Еще один фактор - здоровый отец. Существует ли в нём антидот? Здоровый родитель даёт ребёнку не просто вторую половину хромосом — он даёт устойчивость. Как если бы в доме, построенном из хрупкого материала, часть стен укрепили дубовыми балками. Дом всё равно может рухнуть при сильном землетрясении, но простоит дольше, чем тот, что построен целиком из хвороста.
У Егора Степановича не было шизофрении. Но были другие дары: алкоголизм, жестокость, равнодушие. Его гены не лечили — они просто не добавляли новых трещин. И всё же в его наследстве было нечто, что психиатры называют «протективным фактором», а деревенские бабки — «крепкой породой». Грубая, животная сила, которая не даёт сознанию расколоться, даже когда оно трещит по швам.
Но главный антидот — не гены. Главный антидот — любовь. Не та, о которой пишут в романах, а простая, телесная, ежедневная. Когда ребёнка берут на руки не для того, чтобы наказать, а для того, чтобы согреть. Когда на его плач отвечают не криком, а голосом. Когда его кормят не по расписанию, а когда он голоден. Всё это — как вода для того самого поля. Достаточно воды — и колос вырастет крепким, даже если зерно было с трещиной. Недостаточно — трещина разойдётся, и колос сломается.
У детей Маргариты воды не было. Была засуха. И все четверо выросли на сухой земле, под палящим солнцем равнодушия.
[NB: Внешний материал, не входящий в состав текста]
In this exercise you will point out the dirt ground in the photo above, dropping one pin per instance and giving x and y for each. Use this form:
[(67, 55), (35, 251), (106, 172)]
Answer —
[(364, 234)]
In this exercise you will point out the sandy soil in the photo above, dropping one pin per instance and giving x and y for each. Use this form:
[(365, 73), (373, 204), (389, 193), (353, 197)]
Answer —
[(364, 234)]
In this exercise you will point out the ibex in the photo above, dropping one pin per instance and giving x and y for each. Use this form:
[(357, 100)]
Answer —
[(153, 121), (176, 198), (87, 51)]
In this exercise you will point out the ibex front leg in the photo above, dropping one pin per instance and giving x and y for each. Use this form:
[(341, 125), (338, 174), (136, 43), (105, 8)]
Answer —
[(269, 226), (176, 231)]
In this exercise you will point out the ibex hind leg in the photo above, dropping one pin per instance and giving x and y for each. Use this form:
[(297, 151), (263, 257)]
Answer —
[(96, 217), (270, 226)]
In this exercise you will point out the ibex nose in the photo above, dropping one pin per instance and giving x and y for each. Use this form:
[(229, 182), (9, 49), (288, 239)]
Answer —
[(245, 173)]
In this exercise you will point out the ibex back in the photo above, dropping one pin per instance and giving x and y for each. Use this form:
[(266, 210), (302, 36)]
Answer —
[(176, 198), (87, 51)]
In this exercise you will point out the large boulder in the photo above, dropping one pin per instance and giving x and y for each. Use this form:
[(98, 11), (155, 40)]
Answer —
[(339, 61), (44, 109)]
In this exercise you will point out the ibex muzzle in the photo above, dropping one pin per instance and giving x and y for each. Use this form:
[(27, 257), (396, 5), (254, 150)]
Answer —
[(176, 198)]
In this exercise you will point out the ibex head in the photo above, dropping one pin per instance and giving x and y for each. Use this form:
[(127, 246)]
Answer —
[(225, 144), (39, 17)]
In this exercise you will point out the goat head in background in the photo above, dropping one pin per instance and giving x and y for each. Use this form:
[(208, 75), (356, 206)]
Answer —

Геннадий оказался первым, и ему повезло.
С первых дней жизни он был ребёнком, который словно понимал: рассчитывать можно только на себя. Маргарита, истощённая беременностью и родами, провалилась в послеродовую апатию — она лежала на диване, отвернувшись к стене, и не реагировала на плач младенца. Генка плакал час, два, три — а потом замолкал, обессиленный. Соседка, зашедшая проведать роженицу, нашла его синюшным от холода, с мокрыми пелёнками, которые не меняли, кажется, со дня выписки из роддома. Она выходила его — поила козьим молоком из пипетки, грела в корыте с тёплой водой, — и, возможно, именно эти несколько недель соседской заботы заложили в нём тот фундамент устойчивости, которого не хватило другим детям.